The carrier has no relationship to the manufacturer and seldom deals with that party because importers or logistics companies usually take control of the cargo soon after it's made, and arrange for it to be shipped to the U.S.

Forcing the manufacturer to be the shipper would raise a host of problems, which is why the trade community is pleading with Customs to not interpret Trade Act regulations in a way that alters well-established commercial protocols in the name of cargo security.

It would do just that if it requires carriers to report detailed information on foreign manufacturers and suppliers as part of the cargo-manifest data they report electronically before cargo goes aboard a U.S.-bound ship.

No one disputes Customs' legitimate security interest in shipment data, but private-sector critics say Customs is using the wrong tools for the job. Currently, carriers report advance cargo data from manifests and bills of lading through the Automated Manifest System. That is the primary basis for Customs' window of visibility on cargo before it's loaded on ships bound for the U.S.

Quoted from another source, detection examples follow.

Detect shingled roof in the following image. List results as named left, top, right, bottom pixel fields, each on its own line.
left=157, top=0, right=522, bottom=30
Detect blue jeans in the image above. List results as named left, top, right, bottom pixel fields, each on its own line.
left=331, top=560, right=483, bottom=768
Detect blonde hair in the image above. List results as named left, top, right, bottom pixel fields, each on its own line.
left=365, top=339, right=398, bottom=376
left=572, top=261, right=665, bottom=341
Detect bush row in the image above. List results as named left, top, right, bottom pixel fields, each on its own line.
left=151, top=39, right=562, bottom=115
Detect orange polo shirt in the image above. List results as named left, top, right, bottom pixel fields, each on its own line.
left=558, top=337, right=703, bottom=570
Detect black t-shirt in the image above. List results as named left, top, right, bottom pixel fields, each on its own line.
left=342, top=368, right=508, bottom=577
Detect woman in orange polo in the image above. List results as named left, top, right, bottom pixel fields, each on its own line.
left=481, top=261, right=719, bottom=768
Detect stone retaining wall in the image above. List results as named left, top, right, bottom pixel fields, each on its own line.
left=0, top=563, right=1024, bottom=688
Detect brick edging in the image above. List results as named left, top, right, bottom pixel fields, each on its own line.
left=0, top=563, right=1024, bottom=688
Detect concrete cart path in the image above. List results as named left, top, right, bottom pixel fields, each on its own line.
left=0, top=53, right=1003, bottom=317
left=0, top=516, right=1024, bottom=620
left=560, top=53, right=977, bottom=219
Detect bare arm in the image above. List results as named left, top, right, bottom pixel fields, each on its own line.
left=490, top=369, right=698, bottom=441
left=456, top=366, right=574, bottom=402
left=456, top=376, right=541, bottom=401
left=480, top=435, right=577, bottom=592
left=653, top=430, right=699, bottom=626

But executives say that AMS is not set up to provide data on manufacturers and suppliers. Last week, four trade groups petitioned Customs to suspend the portion of the Trade Act's advance-reporting rules pertaining to shippers until all parties can work out a solution. Customs officials did not respond to requests for comment. But representatives of the World Shipping Council, National Industrial Transportation League, National Customs Brokers and Forwarders Association of America, and Retail Industry Leaders Association are confident that Customs will work with them. No one yet knows what the solution will be, but it's apparent that the agency may have to tap resources beyond the manifest and bill of lading to get the data it wants.

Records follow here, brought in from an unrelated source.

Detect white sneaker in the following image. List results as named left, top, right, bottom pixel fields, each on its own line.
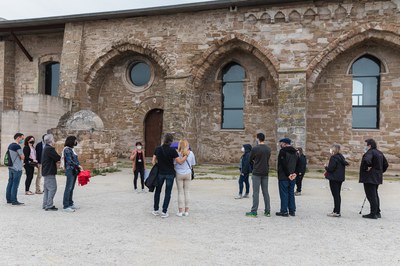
left=63, top=207, right=75, bottom=212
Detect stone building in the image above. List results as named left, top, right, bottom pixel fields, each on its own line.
left=0, top=0, right=400, bottom=168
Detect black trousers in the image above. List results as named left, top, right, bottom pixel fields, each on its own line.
left=133, top=168, right=144, bottom=189
left=364, top=183, right=381, bottom=215
left=24, top=165, right=35, bottom=192
left=296, top=175, right=304, bottom=192
left=329, top=180, right=343, bottom=214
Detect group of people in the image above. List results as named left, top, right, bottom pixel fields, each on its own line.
left=6, top=133, right=83, bottom=212
left=235, top=133, right=389, bottom=219
left=130, top=133, right=196, bottom=218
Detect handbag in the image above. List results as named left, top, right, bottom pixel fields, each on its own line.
left=186, top=160, right=194, bottom=180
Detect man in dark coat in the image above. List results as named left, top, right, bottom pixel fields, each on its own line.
left=359, top=139, right=389, bottom=219
left=276, top=138, right=298, bottom=217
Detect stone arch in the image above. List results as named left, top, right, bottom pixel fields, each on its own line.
left=307, top=24, right=400, bottom=89
left=84, top=40, right=173, bottom=93
left=192, top=34, right=279, bottom=87
left=133, top=96, right=164, bottom=121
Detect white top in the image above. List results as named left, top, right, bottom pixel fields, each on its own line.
left=174, top=151, right=196, bottom=175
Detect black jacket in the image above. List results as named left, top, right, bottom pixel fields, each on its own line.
left=359, top=148, right=389, bottom=185
left=296, top=154, right=307, bottom=176
left=325, top=153, right=349, bottom=182
left=278, top=146, right=298, bottom=181
left=240, top=144, right=253, bottom=175
left=42, top=144, right=61, bottom=176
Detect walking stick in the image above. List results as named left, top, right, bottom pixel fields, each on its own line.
left=359, top=197, right=367, bottom=214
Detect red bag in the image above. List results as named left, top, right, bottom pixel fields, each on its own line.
left=78, top=170, right=91, bottom=186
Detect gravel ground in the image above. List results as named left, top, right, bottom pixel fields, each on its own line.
left=0, top=167, right=400, bottom=265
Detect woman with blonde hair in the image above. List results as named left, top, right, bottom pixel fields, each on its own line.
left=175, top=139, right=196, bottom=217
left=325, top=144, right=349, bottom=217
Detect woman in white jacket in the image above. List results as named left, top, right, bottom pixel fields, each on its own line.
left=175, top=139, right=196, bottom=217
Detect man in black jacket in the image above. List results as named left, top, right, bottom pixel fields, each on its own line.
left=359, top=139, right=389, bottom=219
left=42, top=134, right=61, bottom=211
left=276, top=138, right=298, bottom=217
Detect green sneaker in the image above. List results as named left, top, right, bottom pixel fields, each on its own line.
left=246, top=212, right=257, bottom=218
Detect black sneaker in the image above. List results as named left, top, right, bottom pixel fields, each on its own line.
left=363, top=213, right=378, bottom=219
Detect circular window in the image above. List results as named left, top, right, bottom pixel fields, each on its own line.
left=129, top=62, right=151, bottom=87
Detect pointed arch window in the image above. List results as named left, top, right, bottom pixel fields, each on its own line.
left=351, top=55, right=381, bottom=129
left=42, top=62, right=60, bottom=96
left=221, top=63, right=245, bottom=129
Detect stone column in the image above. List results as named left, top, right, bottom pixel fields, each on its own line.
left=277, top=70, right=307, bottom=149
left=163, top=75, right=195, bottom=143
left=0, top=41, right=15, bottom=111
left=60, top=23, right=87, bottom=111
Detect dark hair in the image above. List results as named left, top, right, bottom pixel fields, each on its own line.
left=257, top=133, right=265, bottom=141
left=365, top=139, right=376, bottom=149
left=297, top=147, right=303, bottom=155
left=64, top=136, right=76, bottom=148
left=14, top=133, right=24, bottom=139
left=164, top=133, right=174, bottom=145
left=24, top=136, right=34, bottom=146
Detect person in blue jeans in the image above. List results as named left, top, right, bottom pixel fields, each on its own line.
left=235, top=144, right=252, bottom=199
left=61, top=136, right=82, bottom=212
left=152, top=133, right=187, bottom=218
left=276, top=138, right=298, bottom=217
left=6, top=133, right=25, bottom=206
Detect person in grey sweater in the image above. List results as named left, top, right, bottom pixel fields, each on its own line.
left=42, top=134, right=61, bottom=211
left=246, top=133, right=271, bottom=217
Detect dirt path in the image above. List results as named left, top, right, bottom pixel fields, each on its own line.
left=0, top=167, right=400, bottom=265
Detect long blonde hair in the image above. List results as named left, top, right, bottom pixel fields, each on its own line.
left=178, top=139, right=189, bottom=156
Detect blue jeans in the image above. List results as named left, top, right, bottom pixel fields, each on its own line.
left=6, top=168, right=22, bottom=203
left=278, top=180, right=296, bottom=213
left=239, top=174, right=250, bottom=195
left=63, top=169, right=76, bottom=209
left=154, top=175, right=175, bottom=213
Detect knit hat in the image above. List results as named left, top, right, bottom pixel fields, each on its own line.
left=279, top=138, right=292, bottom=145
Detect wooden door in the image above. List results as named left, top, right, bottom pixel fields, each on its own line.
left=144, top=109, right=163, bottom=157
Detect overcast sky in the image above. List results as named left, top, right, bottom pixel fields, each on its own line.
left=0, top=0, right=210, bottom=20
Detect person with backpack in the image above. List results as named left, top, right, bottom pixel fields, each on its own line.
left=359, top=139, right=389, bottom=219
left=151, top=133, right=188, bottom=218
left=6, top=133, right=25, bottom=206
left=235, top=144, right=252, bottom=199
left=325, top=144, right=349, bottom=217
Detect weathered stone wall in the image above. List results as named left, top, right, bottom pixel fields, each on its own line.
left=14, top=32, right=63, bottom=110
left=307, top=42, right=400, bottom=167
left=50, top=128, right=121, bottom=169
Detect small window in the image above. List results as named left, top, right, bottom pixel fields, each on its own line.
left=222, top=63, right=245, bottom=129
left=129, top=62, right=151, bottom=87
left=44, top=62, right=60, bottom=96
left=351, top=55, right=381, bottom=129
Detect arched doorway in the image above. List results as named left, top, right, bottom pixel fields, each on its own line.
left=144, top=109, right=164, bottom=157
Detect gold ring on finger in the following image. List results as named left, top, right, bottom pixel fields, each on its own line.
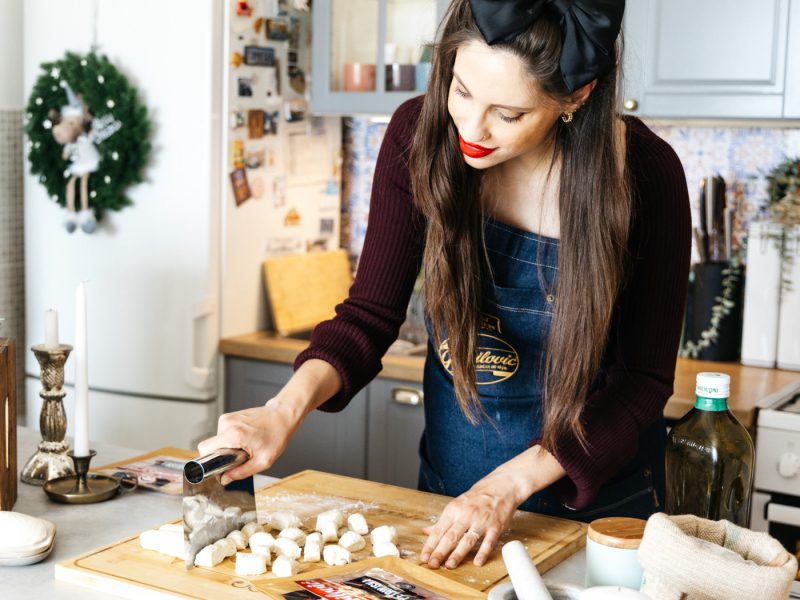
left=464, top=529, right=481, bottom=542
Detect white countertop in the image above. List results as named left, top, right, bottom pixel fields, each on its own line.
left=0, top=427, right=585, bottom=600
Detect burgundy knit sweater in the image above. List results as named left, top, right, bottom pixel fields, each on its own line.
left=294, top=97, right=691, bottom=509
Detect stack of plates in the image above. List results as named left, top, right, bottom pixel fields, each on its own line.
left=0, top=511, right=56, bottom=566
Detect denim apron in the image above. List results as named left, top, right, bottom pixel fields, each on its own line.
left=418, top=219, right=666, bottom=521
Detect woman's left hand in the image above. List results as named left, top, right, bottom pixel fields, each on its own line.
left=420, top=445, right=565, bottom=569
left=420, top=472, right=521, bottom=569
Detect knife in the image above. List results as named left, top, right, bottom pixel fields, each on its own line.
left=183, top=448, right=258, bottom=569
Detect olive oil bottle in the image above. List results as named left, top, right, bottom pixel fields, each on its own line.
left=666, top=373, right=755, bottom=527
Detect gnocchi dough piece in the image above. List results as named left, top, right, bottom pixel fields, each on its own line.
left=347, top=513, right=369, bottom=535
left=247, top=531, right=275, bottom=552
left=194, top=544, right=225, bottom=567
left=317, top=521, right=339, bottom=542
left=278, top=527, right=306, bottom=546
left=228, top=529, right=247, bottom=550
left=273, top=538, right=301, bottom=558
left=269, top=510, right=301, bottom=530
left=239, top=510, right=258, bottom=527
left=213, top=537, right=236, bottom=558
left=272, top=555, right=300, bottom=577
left=339, top=531, right=367, bottom=552
left=139, top=529, right=186, bottom=559
left=372, top=542, right=400, bottom=558
left=322, top=544, right=352, bottom=567
left=306, top=531, right=322, bottom=545
left=242, top=521, right=264, bottom=540
left=370, top=525, right=397, bottom=545
left=303, top=536, right=322, bottom=562
left=236, top=552, right=267, bottom=577
left=315, top=508, right=344, bottom=531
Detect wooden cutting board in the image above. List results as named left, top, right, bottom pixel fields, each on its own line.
left=55, top=471, right=586, bottom=600
left=264, top=249, right=352, bottom=335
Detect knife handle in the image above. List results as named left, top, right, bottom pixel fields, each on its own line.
left=183, top=448, right=250, bottom=484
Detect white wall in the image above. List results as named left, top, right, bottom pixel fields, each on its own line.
left=0, top=0, right=24, bottom=110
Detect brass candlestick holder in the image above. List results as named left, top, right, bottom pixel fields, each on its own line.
left=20, top=344, right=75, bottom=485
left=44, top=450, right=122, bottom=504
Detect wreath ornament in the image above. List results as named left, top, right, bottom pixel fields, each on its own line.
left=25, top=52, right=152, bottom=233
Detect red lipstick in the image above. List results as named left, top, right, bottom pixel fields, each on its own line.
left=458, top=135, right=497, bottom=158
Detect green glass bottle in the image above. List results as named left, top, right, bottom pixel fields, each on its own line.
left=666, top=373, right=755, bottom=527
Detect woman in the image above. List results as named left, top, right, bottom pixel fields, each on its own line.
left=200, top=0, right=691, bottom=568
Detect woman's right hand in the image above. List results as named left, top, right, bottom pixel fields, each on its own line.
left=197, top=398, right=302, bottom=485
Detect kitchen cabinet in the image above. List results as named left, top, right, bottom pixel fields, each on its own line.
left=311, top=0, right=448, bottom=115
left=225, top=356, right=425, bottom=488
left=367, top=378, right=425, bottom=488
left=623, top=0, right=800, bottom=118
left=225, top=357, right=367, bottom=479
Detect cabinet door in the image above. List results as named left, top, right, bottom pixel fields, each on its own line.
left=311, top=0, right=447, bottom=115
left=225, top=358, right=367, bottom=479
left=367, top=379, right=425, bottom=489
left=623, top=0, right=794, bottom=118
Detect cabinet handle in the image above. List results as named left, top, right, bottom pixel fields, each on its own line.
left=622, top=98, right=639, bottom=110
left=392, top=387, right=423, bottom=406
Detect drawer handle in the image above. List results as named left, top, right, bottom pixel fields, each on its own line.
left=392, top=387, right=423, bottom=406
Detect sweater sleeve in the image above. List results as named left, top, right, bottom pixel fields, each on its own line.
left=294, top=97, right=425, bottom=412
left=552, top=122, right=691, bottom=510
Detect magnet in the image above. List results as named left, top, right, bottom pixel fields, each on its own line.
left=231, top=169, right=252, bottom=206
left=266, top=17, right=289, bottom=41
left=283, top=208, right=303, bottom=227
left=231, top=140, right=245, bottom=169
left=247, top=109, right=264, bottom=140
left=244, top=46, right=275, bottom=67
left=237, top=77, right=253, bottom=98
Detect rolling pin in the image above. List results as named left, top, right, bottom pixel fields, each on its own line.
left=503, top=540, right=553, bottom=600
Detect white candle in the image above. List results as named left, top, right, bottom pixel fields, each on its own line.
left=44, top=308, right=58, bottom=350
left=73, top=282, right=89, bottom=456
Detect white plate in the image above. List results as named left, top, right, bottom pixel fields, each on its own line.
left=0, top=519, right=56, bottom=564
left=0, top=541, right=55, bottom=567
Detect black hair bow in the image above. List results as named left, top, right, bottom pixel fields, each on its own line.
left=469, top=0, right=625, bottom=92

The basic question that Customs and the trade must answer is this: Who is the shipper? On Dec. 5, Customs published final rules that will take effect March 5, saying that carriers must identify the "foreign vendor, supplier, manufacturer or other similar party" as the shipper on the bill of lading. Customs screens the data through its Automated Targeting System to determine the shipment's risk level.

The problem is that the foreign manufacturer is not always the shipper. In some industries, such as chemicals, it often is. In others, such as retail, the shipper is rarely the manufacturer because of the widespread use of contract manufacturing. If a consolidator, trading company, forwarder or shippers' association contracts with a carrier to move a container, as it often does in today's business environment, it is legally the shipper, said Carol Fuchs, an attorney with Katten Muchin Zavis Rosenberg in Washington and a member of Customs' commercial operations advisory committee, known as COAC. That implies a host of legal obligations on the shipper and carrier arising from the bill of lading - the contract of carriage.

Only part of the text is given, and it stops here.